The Centre has almost halved the number of centrally sponsored schemes (CSSs) from 130 to 70 beginning April 1, 2023, by terminating the ones that had outlived their relevance while merging those with a low outlay with more impactful ones.
“The schemes launched till April 1, 2020, have been pruned to 65 from 130. However, five new schemes have been added. The number of centrally sponsored schemes now stands at 70. The rationalisation exercise is now over,” a finance ministry official said.
The five new schemes are the Atmanirbhar Bharat Health Infrastructure Mission, Food Processing Enterprise Scheme, Matsaya Sampada Yojana, Strengthening Teaching —Learning and Results for States (STARS), and Digitalization of Primary Agriculture Cooperative Societies.
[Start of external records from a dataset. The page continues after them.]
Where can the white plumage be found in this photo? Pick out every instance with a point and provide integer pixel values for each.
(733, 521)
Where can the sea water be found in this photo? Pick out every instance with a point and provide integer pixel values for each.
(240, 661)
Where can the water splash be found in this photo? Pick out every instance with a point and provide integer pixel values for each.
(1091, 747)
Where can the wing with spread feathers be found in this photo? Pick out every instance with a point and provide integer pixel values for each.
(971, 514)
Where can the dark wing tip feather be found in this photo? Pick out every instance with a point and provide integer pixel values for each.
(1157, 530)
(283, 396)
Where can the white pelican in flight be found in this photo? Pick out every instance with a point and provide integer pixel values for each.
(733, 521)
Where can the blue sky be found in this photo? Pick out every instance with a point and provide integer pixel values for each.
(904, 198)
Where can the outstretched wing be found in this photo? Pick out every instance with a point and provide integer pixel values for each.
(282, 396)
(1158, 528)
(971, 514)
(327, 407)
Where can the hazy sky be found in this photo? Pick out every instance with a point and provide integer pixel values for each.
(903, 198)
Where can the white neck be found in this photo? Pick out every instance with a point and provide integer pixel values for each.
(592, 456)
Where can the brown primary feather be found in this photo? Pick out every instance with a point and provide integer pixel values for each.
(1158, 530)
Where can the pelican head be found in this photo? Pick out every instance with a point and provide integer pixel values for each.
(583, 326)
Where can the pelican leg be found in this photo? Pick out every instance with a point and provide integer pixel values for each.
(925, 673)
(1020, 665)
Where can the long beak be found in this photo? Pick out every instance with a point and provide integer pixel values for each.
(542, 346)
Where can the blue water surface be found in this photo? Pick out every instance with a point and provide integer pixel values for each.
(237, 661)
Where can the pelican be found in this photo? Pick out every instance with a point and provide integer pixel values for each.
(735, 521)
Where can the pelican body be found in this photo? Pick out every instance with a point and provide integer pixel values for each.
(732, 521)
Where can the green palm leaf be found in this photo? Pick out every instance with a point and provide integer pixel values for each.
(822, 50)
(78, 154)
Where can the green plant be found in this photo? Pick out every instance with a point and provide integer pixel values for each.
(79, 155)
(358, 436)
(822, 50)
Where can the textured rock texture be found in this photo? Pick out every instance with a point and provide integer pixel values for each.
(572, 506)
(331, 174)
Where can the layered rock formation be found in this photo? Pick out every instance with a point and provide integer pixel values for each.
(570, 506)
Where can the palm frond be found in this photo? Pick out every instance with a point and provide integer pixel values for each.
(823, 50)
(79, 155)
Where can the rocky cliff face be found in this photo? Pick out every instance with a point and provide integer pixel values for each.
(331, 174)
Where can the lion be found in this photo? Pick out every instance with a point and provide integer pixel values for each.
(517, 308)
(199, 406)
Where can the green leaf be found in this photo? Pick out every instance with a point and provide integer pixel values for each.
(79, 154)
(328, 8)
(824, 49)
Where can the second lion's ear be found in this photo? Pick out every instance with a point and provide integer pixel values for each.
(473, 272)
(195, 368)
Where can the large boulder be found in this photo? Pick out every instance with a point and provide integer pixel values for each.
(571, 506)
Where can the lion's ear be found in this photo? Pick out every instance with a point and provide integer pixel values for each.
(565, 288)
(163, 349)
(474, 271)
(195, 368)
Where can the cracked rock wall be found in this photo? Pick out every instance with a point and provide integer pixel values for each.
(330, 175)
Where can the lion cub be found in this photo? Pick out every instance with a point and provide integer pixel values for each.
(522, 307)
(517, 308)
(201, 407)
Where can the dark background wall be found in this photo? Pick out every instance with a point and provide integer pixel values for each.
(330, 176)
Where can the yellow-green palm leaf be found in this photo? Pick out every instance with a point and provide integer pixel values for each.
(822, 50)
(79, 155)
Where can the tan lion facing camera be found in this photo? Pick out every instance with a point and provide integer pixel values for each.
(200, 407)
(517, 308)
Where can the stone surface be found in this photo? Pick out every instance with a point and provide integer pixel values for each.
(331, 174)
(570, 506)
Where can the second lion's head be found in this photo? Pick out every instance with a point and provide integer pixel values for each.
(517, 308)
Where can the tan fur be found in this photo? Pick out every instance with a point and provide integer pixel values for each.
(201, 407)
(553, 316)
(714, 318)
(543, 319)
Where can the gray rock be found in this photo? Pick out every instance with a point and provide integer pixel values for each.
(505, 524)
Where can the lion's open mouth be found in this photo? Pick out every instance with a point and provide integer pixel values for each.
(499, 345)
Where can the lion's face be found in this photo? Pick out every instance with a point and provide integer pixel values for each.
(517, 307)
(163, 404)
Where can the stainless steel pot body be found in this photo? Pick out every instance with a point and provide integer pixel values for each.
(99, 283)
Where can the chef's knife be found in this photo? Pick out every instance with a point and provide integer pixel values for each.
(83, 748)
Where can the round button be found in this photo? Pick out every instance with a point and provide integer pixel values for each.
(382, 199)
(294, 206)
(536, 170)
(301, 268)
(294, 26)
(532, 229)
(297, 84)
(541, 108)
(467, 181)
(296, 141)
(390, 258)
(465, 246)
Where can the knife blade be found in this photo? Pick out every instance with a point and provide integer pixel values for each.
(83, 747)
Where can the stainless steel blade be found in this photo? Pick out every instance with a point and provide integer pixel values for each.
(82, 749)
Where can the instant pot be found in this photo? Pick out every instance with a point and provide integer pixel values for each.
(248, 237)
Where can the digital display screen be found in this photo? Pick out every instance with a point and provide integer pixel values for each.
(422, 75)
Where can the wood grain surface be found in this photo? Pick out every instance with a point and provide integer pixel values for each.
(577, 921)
Schemes like the Integrated Scheme on Agriculture Census and Statistics, Integrated Scheme on Agriculture Marketing, National Food Security Mission, National Mission on Horticulture, National Bamboo Mission, National Mission on Oil seed and Oil Palm have been merged into one scheme called Krishionnati Yojana. Union Finance Minister Nirmala Sitharaman in her FY22 Budget speech had said: “On the recommendation of the Fifteenth Finance Commission, we have undertaken a detailed exercise to rationalise and bring down the number of Centrally Sponsored Schemes. This will enable consolidation of outlays for better impact.”
In order to utilise funds from the Centre, the states need to contribute 40 per cent of the outlay in the schemes. For the Northeastern states, it is 10 per cent. This reduces the untied funds, which should be available to the states with no strings attached.
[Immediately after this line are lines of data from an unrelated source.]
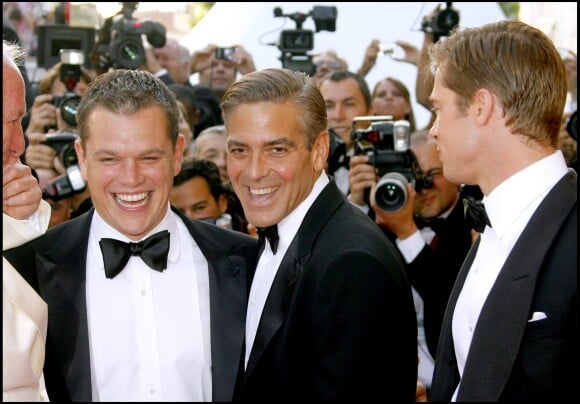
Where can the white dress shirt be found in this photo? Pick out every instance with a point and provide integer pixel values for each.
(149, 331)
(509, 208)
(268, 263)
(24, 316)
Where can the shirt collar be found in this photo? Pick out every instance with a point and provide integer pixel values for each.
(521, 190)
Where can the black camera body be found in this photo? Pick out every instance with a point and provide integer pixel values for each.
(442, 23)
(70, 74)
(120, 45)
(226, 53)
(294, 44)
(387, 144)
(72, 182)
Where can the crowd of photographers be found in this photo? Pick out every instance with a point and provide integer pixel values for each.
(375, 143)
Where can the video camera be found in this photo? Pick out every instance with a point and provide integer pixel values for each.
(387, 143)
(72, 182)
(296, 43)
(442, 22)
(120, 45)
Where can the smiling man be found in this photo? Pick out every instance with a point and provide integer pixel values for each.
(140, 297)
(330, 313)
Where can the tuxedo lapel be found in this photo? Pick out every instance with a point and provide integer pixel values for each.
(514, 288)
(279, 299)
(62, 286)
(277, 305)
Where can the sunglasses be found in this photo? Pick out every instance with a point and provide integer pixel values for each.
(426, 181)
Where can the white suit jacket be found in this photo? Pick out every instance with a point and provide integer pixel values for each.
(24, 319)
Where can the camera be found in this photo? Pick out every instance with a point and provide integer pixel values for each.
(442, 22)
(120, 45)
(72, 182)
(294, 44)
(225, 53)
(387, 143)
(70, 74)
(54, 37)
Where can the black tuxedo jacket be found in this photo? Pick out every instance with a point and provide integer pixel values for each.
(339, 321)
(58, 272)
(512, 359)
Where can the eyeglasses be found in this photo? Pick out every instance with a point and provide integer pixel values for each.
(426, 181)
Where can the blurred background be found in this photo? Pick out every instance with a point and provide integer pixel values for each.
(254, 26)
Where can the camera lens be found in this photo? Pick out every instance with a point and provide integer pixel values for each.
(391, 192)
(128, 52)
(447, 19)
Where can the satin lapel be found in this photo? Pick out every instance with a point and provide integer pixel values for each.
(280, 296)
(228, 299)
(498, 334)
(61, 265)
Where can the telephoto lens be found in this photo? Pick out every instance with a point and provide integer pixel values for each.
(391, 192)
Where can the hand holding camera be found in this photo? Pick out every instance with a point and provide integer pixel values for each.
(38, 154)
(20, 191)
(42, 115)
(441, 22)
(400, 222)
(386, 143)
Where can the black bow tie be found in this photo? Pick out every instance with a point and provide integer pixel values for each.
(153, 251)
(270, 233)
(475, 214)
(435, 223)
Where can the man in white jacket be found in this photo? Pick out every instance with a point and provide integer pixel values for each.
(25, 217)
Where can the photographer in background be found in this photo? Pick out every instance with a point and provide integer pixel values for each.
(346, 96)
(433, 237)
(219, 67)
(43, 114)
(46, 121)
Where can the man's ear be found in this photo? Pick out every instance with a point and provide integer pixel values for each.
(320, 150)
(484, 105)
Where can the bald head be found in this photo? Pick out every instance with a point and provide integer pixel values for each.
(13, 105)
States have been asking for more flexibility in implementing the schemes while reducing their proliferation. Many previous committees, including a sub-group of chief ministers under the NITI Aayog, chaired by Madhya Pradesh Chief Minister Shivraj Singh Chouhan, in 2015 said the “one-size-fits-all” approach of the schemes was adversely affecting outcomes. States have been urging the Centre to transfer such funds directly to them.
According to the 15th Finance Commission (FFC), 15 of the 30 umbrella schemes account for about 90 per cent of the allocation. Many such schemes have within them a number of small components, some of them with negligible allocations.
“A threshold amount of annual appropriation should be fixed, below which the funding for a CSS may be stopped. Below the stipulated threshold, the administrating department should justify the need for continuation of the scheme. As the life cycle of ongoing schemes has been made co-terminus with the cycle of Finance Commissions, the third-party evaluation of all CSS should be completed within a stipulated timeframe. The funding pattern of the CSS should be fixed upfront transparently and should be kept stable,” the FFC said in its report.
The FFC had said the schemes co-financed by the Centre should be flexible enough to allow the states to adapt and innovate.
“Top-down mandates and strictures on programme implementation are antitheses of an open-source model. CSS should grant states significant latitude to tailor implementation modalities to local realities,” it added.